Using the induction method:
$(\forall P)[[P(0) \land ( \forall k \in \mathbb{N}) (P(k) \Rightarrow P(k+1))] \Rightarrow ( \forall n \in \mathbb{N} ) [ P(n) ]]$
Why this proof is wrong?
$P(x)\equiv (\displaystyle\lim\limits_{a \to x}\sum_{i=0}^{a}\frac{1}{i!}\in\mathbb{Q})$
Basis
$P(0)\equiv$ True ?
$P(0)\equiv(1\in\mathbb{Q})\equiv True$
Induction
$k \in \mathbb{N}$
$P(k)\equiv$ True $\implies P(k+1)\equiv$ True?
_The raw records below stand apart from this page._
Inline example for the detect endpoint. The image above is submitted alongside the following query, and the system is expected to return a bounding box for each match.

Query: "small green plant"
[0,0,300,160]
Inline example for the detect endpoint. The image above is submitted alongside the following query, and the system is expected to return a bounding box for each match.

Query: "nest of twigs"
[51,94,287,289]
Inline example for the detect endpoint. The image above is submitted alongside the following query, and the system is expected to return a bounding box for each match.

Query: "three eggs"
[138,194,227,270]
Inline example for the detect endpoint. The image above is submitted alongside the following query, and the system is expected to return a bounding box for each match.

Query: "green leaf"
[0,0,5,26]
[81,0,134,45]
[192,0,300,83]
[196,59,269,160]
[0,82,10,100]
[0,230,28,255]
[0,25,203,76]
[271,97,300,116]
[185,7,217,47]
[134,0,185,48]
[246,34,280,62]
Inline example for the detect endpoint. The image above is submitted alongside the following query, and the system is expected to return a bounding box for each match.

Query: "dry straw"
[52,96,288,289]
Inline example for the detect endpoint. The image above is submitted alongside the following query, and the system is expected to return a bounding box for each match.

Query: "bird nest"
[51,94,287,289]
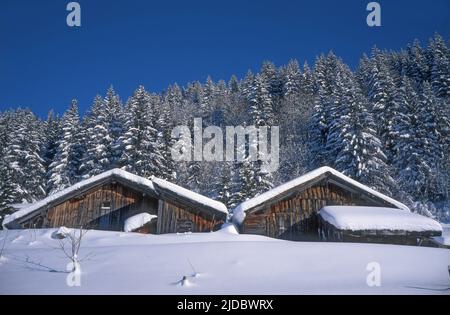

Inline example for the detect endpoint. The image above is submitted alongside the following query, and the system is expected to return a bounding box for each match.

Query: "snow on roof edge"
[319,206,443,233]
[151,176,228,215]
[232,166,411,224]
[2,168,156,226]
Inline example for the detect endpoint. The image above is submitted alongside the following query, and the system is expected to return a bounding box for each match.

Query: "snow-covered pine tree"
[367,48,399,159]
[282,59,302,98]
[0,111,17,220]
[428,34,450,99]
[80,87,122,178]
[152,96,177,182]
[330,75,395,195]
[43,111,62,193]
[47,100,84,194]
[120,86,162,178]
[2,109,45,203]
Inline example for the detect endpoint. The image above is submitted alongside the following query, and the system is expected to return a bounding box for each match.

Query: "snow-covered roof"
[319,206,442,232]
[3,169,228,227]
[233,166,410,224]
[3,169,157,226]
[123,213,158,232]
[151,177,228,215]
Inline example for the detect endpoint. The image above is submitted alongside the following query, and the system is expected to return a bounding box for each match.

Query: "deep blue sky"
[0,0,450,117]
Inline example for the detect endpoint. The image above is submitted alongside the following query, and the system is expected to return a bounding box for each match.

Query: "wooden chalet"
[319,206,442,246]
[233,167,416,241]
[3,169,228,234]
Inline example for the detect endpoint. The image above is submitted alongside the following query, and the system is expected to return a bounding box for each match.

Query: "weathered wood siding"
[24,183,158,231]
[242,182,375,240]
[157,200,224,234]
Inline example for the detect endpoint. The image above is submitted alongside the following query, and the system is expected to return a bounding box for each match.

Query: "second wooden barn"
[233,167,409,241]
[3,169,228,234]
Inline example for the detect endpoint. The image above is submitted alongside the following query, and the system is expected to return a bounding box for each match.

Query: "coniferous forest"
[0,35,450,227]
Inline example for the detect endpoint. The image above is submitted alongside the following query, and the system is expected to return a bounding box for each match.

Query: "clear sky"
[0,0,450,117]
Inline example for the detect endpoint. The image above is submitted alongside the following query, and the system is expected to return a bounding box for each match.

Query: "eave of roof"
[233,166,410,224]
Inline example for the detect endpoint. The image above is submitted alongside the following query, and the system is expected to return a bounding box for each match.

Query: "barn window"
[278,216,286,233]
[102,201,111,210]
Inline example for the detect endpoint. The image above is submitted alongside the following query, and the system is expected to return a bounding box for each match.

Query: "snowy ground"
[0,230,450,295]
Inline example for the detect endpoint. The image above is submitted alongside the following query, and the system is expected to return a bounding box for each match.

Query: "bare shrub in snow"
[57,227,88,272]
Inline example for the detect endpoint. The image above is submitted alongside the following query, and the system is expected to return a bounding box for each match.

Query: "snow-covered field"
[0,229,450,295]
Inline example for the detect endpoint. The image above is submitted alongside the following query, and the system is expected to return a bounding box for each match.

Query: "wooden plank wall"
[242,183,372,240]
[24,183,157,230]
[157,200,223,234]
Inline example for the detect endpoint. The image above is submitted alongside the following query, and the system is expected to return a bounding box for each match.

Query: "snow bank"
[3,169,155,226]
[0,229,450,296]
[219,223,239,235]
[319,206,442,232]
[151,176,228,215]
[233,166,410,224]
[123,213,158,232]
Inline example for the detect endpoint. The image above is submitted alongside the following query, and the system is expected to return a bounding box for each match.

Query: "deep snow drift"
[0,227,450,295]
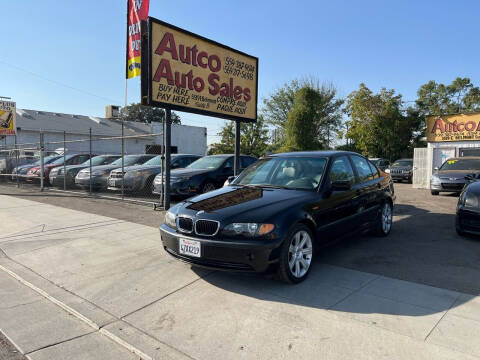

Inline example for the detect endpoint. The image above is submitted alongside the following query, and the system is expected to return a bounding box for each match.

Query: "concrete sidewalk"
[0,196,480,360]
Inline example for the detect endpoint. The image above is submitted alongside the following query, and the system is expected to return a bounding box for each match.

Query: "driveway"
[0,184,480,359]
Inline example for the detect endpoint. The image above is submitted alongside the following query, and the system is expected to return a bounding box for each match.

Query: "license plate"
[178,238,201,257]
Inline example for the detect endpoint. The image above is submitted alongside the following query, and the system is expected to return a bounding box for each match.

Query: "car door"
[314,155,357,240]
[350,155,379,226]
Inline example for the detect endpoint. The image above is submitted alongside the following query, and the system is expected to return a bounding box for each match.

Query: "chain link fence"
[0,130,176,209]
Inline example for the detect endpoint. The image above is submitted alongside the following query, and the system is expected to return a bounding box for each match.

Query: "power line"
[0,60,117,104]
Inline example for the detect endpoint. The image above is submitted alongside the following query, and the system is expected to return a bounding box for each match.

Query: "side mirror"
[332,180,352,191]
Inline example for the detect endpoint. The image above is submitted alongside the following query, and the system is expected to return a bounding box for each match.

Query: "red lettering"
[153,59,173,85]
[432,118,445,134]
[243,88,252,102]
[155,32,178,60]
[208,74,220,95]
[197,51,208,69]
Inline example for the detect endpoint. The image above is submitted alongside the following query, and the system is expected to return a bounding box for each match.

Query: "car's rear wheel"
[278,224,314,284]
[375,201,393,236]
[202,182,215,194]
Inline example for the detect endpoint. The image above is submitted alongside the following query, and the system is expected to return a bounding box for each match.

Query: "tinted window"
[352,156,373,182]
[368,162,380,179]
[330,156,355,184]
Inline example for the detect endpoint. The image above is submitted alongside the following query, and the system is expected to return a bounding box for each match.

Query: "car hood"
[170,168,215,177]
[120,165,162,171]
[177,186,318,222]
[435,170,478,180]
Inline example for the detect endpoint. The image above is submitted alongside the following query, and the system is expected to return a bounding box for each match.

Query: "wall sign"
[142,17,258,121]
[427,113,480,142]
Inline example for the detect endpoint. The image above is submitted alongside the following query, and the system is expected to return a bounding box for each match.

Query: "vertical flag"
[126,0,150,79]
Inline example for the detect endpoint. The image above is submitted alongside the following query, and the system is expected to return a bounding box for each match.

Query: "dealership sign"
[142,18,258,121]
[427,113,480,142]
[0,101,17,135]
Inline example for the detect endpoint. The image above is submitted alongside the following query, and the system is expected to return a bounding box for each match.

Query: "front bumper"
[160,224,282,272]
[455,207,480,235]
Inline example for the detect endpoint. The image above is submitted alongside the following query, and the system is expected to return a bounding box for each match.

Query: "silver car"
[430,156,480,195]
[108,154,201,194]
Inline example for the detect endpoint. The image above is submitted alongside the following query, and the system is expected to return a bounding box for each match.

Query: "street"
[0,184,480,359]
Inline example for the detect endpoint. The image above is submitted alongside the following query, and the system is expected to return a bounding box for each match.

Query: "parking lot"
[0,184,480,359]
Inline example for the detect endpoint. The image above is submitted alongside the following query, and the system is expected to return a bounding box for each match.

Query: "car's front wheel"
[375,201,393,236]
[278,224,314,284]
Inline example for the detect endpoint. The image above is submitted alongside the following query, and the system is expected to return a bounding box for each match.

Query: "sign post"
[141,17,258,209]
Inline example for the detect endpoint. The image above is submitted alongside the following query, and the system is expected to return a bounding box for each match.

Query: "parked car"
[368,158,390,171]
[26,154,95,185]
[12,155,61,180]
[153,154,257,195]
[160,151,395,283]
[75,154,156,190]
[385,159,413,184]
[108,154,201,194]
[455,172,480,235]
[430,156,480,195]
[49,155,120,188]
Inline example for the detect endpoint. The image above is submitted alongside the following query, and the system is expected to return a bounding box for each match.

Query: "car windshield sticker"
[187,187,263,212]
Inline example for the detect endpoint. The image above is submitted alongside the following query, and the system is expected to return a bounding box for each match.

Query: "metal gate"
[412,148,432,189]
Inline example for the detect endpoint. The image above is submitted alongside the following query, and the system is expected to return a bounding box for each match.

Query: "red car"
[26,154,95,185]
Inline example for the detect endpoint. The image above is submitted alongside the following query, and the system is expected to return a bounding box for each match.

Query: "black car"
[386,159,413,184]
[153,154,257,195]
[160,151,395,283]
[455,178,480,235]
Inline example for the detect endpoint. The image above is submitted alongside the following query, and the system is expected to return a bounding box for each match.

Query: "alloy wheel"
[288,230,313,278]
[381,202,392,234]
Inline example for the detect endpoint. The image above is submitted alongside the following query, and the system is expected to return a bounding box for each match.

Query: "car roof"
[268,150,363,157]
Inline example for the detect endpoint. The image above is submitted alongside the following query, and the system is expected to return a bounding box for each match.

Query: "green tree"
[208,116,268,157]
[416,77,480,115]
[283,87,320,151]
[346,84,424,160]
[262,77,344,148]
[120,103,181,124]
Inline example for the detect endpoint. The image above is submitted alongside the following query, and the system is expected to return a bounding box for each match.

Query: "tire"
[277,224,315,284]
[374,201,393,237]
[202,181,216,194]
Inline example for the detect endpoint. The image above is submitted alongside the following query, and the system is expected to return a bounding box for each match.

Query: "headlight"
[165,211,177,229]
[464,192,478,208]
[92,170,108,176]
[430,175,440,184]
[223,223,275,237]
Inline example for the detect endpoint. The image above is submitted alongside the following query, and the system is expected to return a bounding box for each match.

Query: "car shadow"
[192,204,480,316]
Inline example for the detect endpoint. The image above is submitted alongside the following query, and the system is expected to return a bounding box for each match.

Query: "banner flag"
[0,101,17,135]
[126,0,150,79]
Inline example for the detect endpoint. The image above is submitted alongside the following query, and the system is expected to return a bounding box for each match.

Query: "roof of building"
[16,109,152,136]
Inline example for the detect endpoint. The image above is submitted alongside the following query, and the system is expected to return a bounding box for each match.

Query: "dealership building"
[0,107,207,155]
[413,113,480,189]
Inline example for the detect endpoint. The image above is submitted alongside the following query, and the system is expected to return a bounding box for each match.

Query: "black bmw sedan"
[160,151,395,283]
[455,178,480,235]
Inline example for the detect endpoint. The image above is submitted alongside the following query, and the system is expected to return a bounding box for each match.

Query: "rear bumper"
[160,224,282,272]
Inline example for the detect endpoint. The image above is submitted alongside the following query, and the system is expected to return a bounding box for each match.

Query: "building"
[413,113,480,189]
[0,109,207,155]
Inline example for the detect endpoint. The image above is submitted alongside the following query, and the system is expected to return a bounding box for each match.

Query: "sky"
[0,0,480,143]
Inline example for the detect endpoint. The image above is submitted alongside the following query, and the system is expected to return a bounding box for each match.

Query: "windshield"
[81,156,118,166]
[232,157,327,190]
[51,155,74,165]
[392,160,413,167]
[440,159,480,171]
[143,155,162,166]
[187,156,227,169]
[112,155,146,166]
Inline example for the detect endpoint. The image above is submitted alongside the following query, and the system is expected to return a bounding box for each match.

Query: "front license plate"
[178,238,201,257]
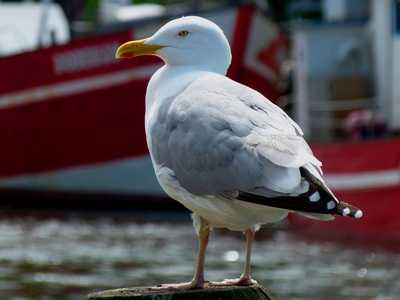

$P(k+1)\equiv$ $(\displaystyle\lim\limits_{a \to k}\sum_{i=0}^{a+1}\frac{1}{i!}\in\mathbb{Q}) \implies (\displaystyle\lim\limits_{a \to k}\sum_{i=0}^{a}\frac{1}{i!}+\lim\limits_{a \to k}\frac{1}{(a+1)!}\in\mathbb{Q})\implies (P(k)+\frac{1}{(k+1)!} \in \mathbb{Q})\implies$ True
So, $P(x)$ is true for all $x \in \mathbb{N}$.
But,
$\lim\limits_{x \to \infty}{P(x)}\equiv (\displaystyle\lim\limits_{x \to \infty}\lim\limits_{a \to x}\sum_{i=0}^{a}\frac{1}{i!}\in\mathbb{Q})\equiv \lim\limits_{x \to \infty}\sum_{i=0}^{a}\frac{1}{i!}\in\mathbb{Q}\implies e \in \mathbb{Q}$. But we know $e$ don't belongs $\mathbb{Q}$.
So I would like to know, why this fake proof doesn't work, why run through all integers in $x$ until the last one, infinity, the formula fails.
Edit: I had include limits to extend the discussion.